James D. English's PhD Thesis Abstract

Free-Swinging Failure Tolerance for Robotic Manipulators

Ph.D., Purdue University, Dec. 1996

Major Professor: Anthony A. Maciejewski

This thesis addresses the issues of tolerating and reducing the likelihood of the free-swinging type of robotic joint failure. A free-swinging failure is one that results in the lack of actuator torque. The failure-tolerance goals addressed are as follows: 1) before a failure, to prevent a failure or reduce negative effects should a failure occur and 2) after a failure, to continue to perform the desired task. The first of these, failure tolerance and prevention before a failure, is achieved by defining several measures of failure susceptibility and minimizing them under the constraint of prescribed hand motion.

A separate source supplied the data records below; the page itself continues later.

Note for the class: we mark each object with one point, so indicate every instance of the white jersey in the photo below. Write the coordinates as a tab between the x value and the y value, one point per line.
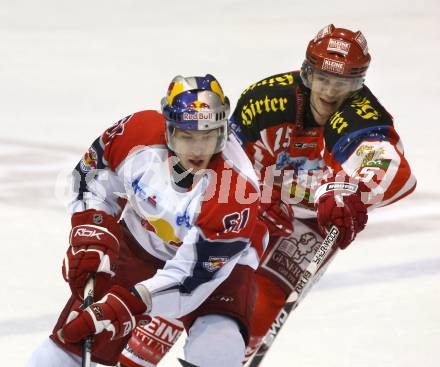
201	231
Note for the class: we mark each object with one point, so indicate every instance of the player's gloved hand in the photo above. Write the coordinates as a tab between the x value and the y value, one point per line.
113	317
339	203
94	248
277	215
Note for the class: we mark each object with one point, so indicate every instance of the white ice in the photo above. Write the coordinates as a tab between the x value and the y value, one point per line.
69	69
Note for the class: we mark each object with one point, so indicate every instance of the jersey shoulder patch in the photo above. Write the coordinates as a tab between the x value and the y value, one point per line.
266	103
358	117
144	128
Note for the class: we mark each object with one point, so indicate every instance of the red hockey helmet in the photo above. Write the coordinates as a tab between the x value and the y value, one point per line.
337	51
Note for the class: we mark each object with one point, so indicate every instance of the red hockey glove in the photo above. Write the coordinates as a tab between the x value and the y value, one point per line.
277	215
115	316
339	203
94	247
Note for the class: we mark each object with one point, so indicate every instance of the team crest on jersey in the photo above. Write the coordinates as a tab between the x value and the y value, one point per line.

Each measure addresses a different failure tolerance or prevention aspect, using torque, acceleration, or displacement. The torque-based measure is appropriate for failure prevention and for reducing the force-domain aspects of a failure. The acceleration-based measure is meant for use with a failure-tolerant controller, as reduced joint acceleration after a failure gives more time to compensate. The displacement-based measures gauge the motion of a manipulator after a failure, i.e., the change resulting from the manipulator settling into a zero-gravitational-torque configuration. They are appropriate for preventing secondary damage and for reducing errors in the task. The second primary goal, use after a failure, is addressed by presenting ways to find which hand poses (position/orientation) are reachable after a failure. A method using the roots of a sixth-order polynomial is given for finding the zero-torque inverse kinematics of any planar three-link arm with any mass distribution. This is used to find postfailure workspaces by exhaustive search. Also, a differential method is given for tracing postfailure-workspace boundaries. It is valid for any n-link manipulator with a general static torque definition.